До сегодняшнего дня дела на ферме, по сути, вела она. Именно ей приходилось вести дискуссии с инспекторами из сельскохозяйственного центра, с офицерами, занимавшимися реквизициями, с руководством колхоза. «Какая замечательная девушка», – думал я. Это она отдавала распоряжения, говорила крестьянам, что они должны делать, защищала интересы фермы. Теперь ей не на что больше рассчитывать, она больше не будет здесь распоряжаться.
– Ведите себя точно так же, как и прежде, – посоветовал я ей, – пока они не отдадут вам новых распоряжений, не скажут, каким будет новый порядок.
Девушка улыбнулась.
– Мы защищали наши поля, – слегка вспыхнув, заметила она. – Мы не делали ничего плохого.
Все обстояло так, как будто ферма в Скуратовом, селения Старо-Кетрушика и Нова-Кетрушика, Братушаны и Шофронканы и Зайканы, все эти крестьяне, их жилища и поля, необозримые просторы пшеницы переживали болезненный переход от одной к другой диаметрально противоположной общественной, политической и экономической системе, будто сейчас они как раз и переживали беспокойный и опасный момент метаморфозы, можно сказать, критический момент.
– Конечно, вы не делали ничего плохого, – ответил я.

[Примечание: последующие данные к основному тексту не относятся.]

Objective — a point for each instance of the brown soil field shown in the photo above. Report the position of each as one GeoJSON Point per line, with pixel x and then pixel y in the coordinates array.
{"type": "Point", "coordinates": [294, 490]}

Через несколько часов я вышел из амбара и прошел через двор фермы. Я заснул в амбаре, а когда проснулся, мой рот был полон пыли, и я чувствовал мучительную жажду. Над фермой царила странная тишина. Старик сидел у входа в конюшню. Я попросил у него стакан воды. Он посмотрел на меня безжизненным взглядом и не ответил. Я отправился к колодцу. Вдруг на земле у конюшни, возле стены, я увидел красный платок и две босых ноги. Это была та девушка. Ее лицо было окровавлено. Я накрыл лицо девушки своим носовым платком.
– Нет, вы не сделали ничего плохого, – сказал я себе.
Стальные кони
Корноленса, 14 июля
Когда мы выезжали с фермы в Скуратовом, еще не рассвело. Двигатели кашляли и захлебывались. Эти звуки напомнили мне знаменитый клич греческих гоплитов Ксенофонта: «Хайре! Хайре!» Небо на востоке было цвета бледного серебра. Пшеничное поле издавало бормочущий звук, будто вода мягко текла вдоль берегов. Постепенно холмы стали менее крутыми. Теперь они имели форму женской груди. Каждая из этих обширных выпуклостей была отделена от следующей небольшой складкой на земле, которую нельзя было назвать долиной в полном смысле этого слова. Это была просто тенистая лощина, мирная и убаюкивающая. На склонах были разбросаны группы пехотинцев. Они занимались операцией по прочесыванию местности. Они медленно двигались вперед вдоль дорожной колеи, их фигурки отчетливо выделялись на бледнеющем небе.
Впереди нас разгорался бой. Русские контратаковали. Контрнаступление русских развивалось не только на нашем участке фронта. Оно, скорее всего, началось в районе города Бельцы, к югу-востоку отсюда, в румынском секторе. Справа от нас проносятся разъезды румынской легкой кавалерии. Они осуществляют связь нашей колонны со смешанной румыно-германской колонной, наступающей под углом к направлению нашего движения.